Parkersburg Mayor Bob Newell, who is out of town, told WTAP he hopes jobs at the medical center remain intact...but adds the city will work with the hospital administration to find a use for the St. Joseph's facility, which could bring some new jobs to the area.

"I knew that they had closed out but I didn't realize that they were closing," says Rebecca Wilson of Ritchie County. "So I don't know, I don't know what we'll do. I guess we'll make do."

Mary Lee of Williamstown found the news of the closing most unexpected.

"It's really a shock," Lee says. "I didn't expect anything like that, it's really surprising."

Mineral Wells resident Roger Parsons has a history with St. Joes.

"Well I was born at St. Joe and its hard to believe they're closing, you know...closing down," Parsons says.

Todd Nelson of North Hills says the hospital closing will be a blow to many and take away jobs in the process. He also says that people will have to look elsewhere for medical care.

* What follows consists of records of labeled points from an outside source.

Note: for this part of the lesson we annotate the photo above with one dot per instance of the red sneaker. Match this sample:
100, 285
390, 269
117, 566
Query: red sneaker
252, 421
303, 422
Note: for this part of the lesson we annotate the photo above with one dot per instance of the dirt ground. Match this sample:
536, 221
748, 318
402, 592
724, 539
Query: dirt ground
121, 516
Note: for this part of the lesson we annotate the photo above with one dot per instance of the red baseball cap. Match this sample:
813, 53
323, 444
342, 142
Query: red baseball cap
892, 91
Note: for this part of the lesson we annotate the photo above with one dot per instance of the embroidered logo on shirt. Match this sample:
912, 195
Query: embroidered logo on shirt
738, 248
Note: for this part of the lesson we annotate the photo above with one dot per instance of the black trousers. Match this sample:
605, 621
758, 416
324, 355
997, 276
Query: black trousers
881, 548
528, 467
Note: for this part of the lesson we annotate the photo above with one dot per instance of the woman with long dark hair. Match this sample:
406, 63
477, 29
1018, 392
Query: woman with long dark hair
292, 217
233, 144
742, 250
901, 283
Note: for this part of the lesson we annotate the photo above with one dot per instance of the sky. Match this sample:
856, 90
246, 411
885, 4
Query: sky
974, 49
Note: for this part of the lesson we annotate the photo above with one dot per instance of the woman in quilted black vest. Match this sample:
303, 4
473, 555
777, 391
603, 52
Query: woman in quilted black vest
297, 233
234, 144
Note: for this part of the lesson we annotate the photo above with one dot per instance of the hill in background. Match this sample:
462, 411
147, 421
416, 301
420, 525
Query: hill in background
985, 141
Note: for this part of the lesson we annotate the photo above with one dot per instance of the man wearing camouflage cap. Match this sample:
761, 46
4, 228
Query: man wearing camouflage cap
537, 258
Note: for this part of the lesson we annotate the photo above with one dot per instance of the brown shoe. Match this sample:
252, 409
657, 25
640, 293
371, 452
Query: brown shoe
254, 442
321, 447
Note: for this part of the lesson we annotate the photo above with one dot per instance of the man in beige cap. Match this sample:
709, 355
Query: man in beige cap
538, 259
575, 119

"I have a personal tie to it and many people in the town do," Nelson says. "I know a lot of people that work there and for the community it will be very bad economically and for those who really like St. Joe Hospital. It's just heartbreaking news to hear."

For the people I spoke to, no one knew about the closing and everyone was both shocked and saddened at the long time institution going out of business.

[A memo to hospital employees went out Tuesday, August 7 informing them of the plan to consolidate the operations from St. Joseph's to Camden Clark Medical Center.

The consolidation will take place over the next several years. A long term facility plan will be developed by a Facility Plan Steering Committee yet to be assembled.

President and CEO, Mike King, described the planned closing of St. Joseph's this way. "It is indeed the best option for our community for the long term viability and vitality of our hospital."